Mikroskopische Analyse des Zerfalls motorischer Sprühstrahlen

  • Microscopic analysis of atomization of engine sprays

Reddemann, Manuel Armin; Kneer, Reinhold (Thesis advisor); Fritsching, Udo (Thesis advisor)

Aachen : Publikationsserver der RWTH Aachen University (2015)
Dissertation / PhD Thesis

Aachen, Techn. Hochsch., Diss., 2015

Abstract

The shape of a liquid jet is strongly influenced by primary breakup close to the nozzle. Especially for microscale and highly turbulent engine sprays this atomization process is still hardly understood. One reason for this circumstance is the poor optical accessibility of the phenomenon.
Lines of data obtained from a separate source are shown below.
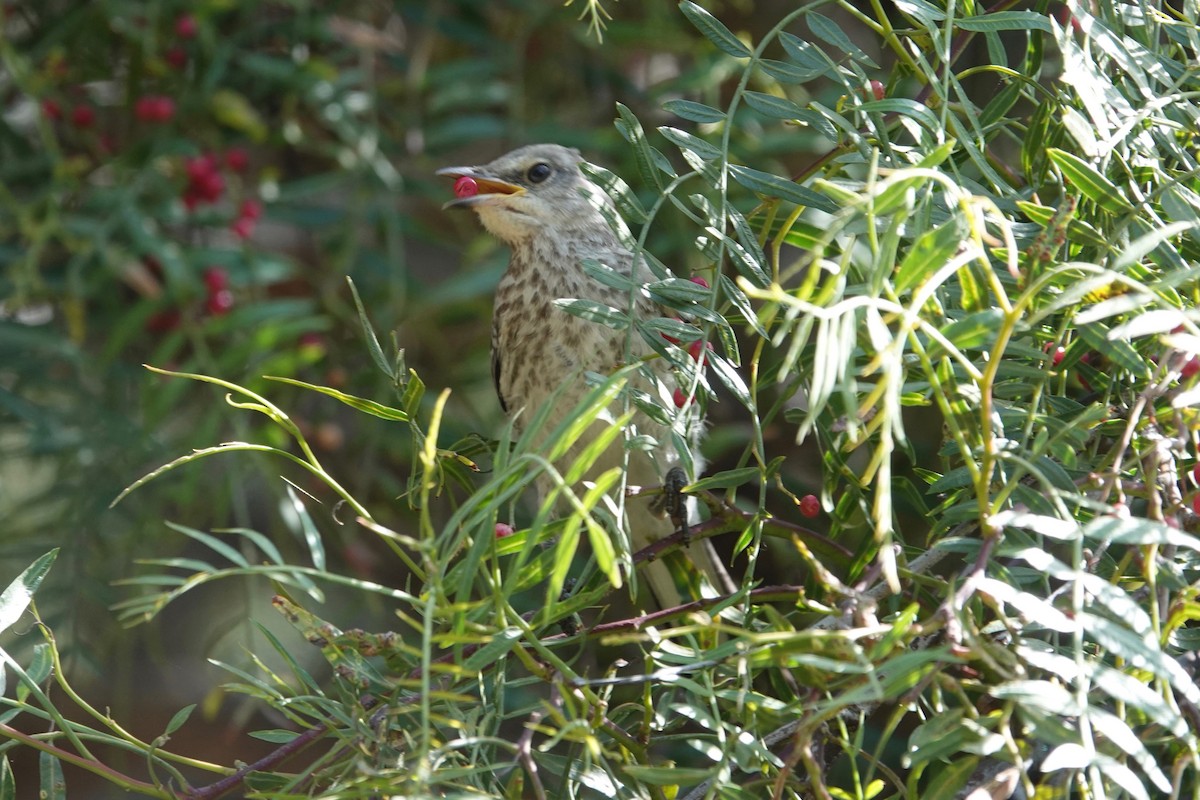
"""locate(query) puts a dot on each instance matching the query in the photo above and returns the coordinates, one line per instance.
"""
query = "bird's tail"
(694, 572)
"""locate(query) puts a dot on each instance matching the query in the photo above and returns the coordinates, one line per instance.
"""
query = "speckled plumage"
(537, 200)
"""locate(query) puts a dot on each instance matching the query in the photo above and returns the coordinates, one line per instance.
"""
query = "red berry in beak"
(466, 187)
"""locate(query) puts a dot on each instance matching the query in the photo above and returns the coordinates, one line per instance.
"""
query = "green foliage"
(965, 280)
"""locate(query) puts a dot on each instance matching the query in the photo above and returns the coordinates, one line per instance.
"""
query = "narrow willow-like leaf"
(779, 108)
(19, 593)
(827, 30)
(928, 254)
(359, 403)
(714, 30)
(727, 480)
(1006, 20)
(1095, 186)
(630, 208)
(369, 334)
(54, 786)
(607, 276)
(689, 143)
(309, 529)
(694, 112)
(7, 782)
(179, 719)
(499, 645)
(775, 186)
(594, 312)
(789, 73)
(630, 128)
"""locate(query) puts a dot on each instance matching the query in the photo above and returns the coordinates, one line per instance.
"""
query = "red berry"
(83, 116)
(1057, 353)
(177, 56)
(208, 187)
(243, 227)
(186, 26)
(163, 108)
(154, 108)
(216, 278)
(251, 209)
(810, 506)
(165, 322)
(220, 301)
(466, 187)
(201, 166)
(237, 158)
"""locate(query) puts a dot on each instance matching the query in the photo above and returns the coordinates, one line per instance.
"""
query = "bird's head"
(529, 191)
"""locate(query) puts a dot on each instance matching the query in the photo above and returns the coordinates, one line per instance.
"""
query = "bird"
(537, 200)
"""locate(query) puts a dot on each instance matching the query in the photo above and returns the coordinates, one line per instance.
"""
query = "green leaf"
(685, 140)
(775, 186)
(618, 190)
(827, 30)
(714, 30)
(630, 128)
(1006, 20)
(594, 312)
(928, 254)
(309, 529)
(7, 783)
(906, 107)
(179, 719)
(973, 330)
(1078, 229)
(807, 54)
(694, 112)
(789, 73)
(1115, 350)
(361, 404)
(732, 380)
(771, 106)
(54, 786)
(666, 775)
(501, 643)
(369, 334)
(607, 276)
(727, 480)
(19, 593)
(275, 735)
(213, 543)
(1095, 186)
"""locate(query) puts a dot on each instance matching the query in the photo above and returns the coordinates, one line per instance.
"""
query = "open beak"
(487, 188)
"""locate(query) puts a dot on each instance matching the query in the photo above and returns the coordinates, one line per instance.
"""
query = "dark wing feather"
(496, 365)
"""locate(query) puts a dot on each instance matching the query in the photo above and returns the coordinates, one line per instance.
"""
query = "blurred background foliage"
(189, 184)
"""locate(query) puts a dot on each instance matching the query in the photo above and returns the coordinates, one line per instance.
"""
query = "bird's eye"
(539, 172)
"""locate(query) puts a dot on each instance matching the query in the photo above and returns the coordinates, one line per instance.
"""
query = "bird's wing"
(496, 364)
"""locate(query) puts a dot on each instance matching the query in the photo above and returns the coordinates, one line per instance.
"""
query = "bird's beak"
(487, 188)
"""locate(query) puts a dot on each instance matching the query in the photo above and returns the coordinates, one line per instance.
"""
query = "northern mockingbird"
(537, 200)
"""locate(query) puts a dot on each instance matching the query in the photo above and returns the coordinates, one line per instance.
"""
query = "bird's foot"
(673, 503)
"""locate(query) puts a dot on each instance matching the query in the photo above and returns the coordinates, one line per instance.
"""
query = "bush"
(976, 305)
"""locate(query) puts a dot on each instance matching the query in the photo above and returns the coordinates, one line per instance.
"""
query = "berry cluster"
(154, 109)
(695, 349)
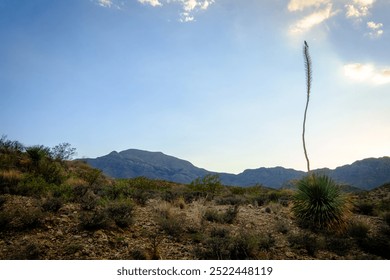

Visual examinations are always limited by diffraction effects, motion blur and multiple scattering of light, as atomization results in a very large number of tiny primary liquid structures, moving at high speed. For this reason, spray characterization is often made on the basis of macroscopic parameters.This work also starts with a macroscopic characterization using high-speed visualization. A parameter variation is done based on a wide range of fluids and material properties. Different empirical cone angle correlations are derived and evaluated in an existing analytical spray model. Based on these findings, the atomization close to the nozzle is analyzed in a second step. To meet the requirements for such a study, a novel microscopic method is developed and applied in this work, the so-called “Double Pulsed Transmitted Light Microscopy“. This method allows a visual determination of sizes, shapes and velocities of primary liquid structures with high spatial and temporal resolution for engine-related injection conditions and ambient pressures. The method is combined with the “Laser Correlation Velocimetry“, which allows the measurement of radial profiles of axial velocity. Based on both methods a detailed characterization of inner jet core, film structures, ligaments and droplets is done for atmospheric conditions as well as for engine-related ambient gas densities. These investigations form the basis for an interpretation of the influence of shear effects, damping effects and the outlet conditions on atomization of an engine-relevant jet.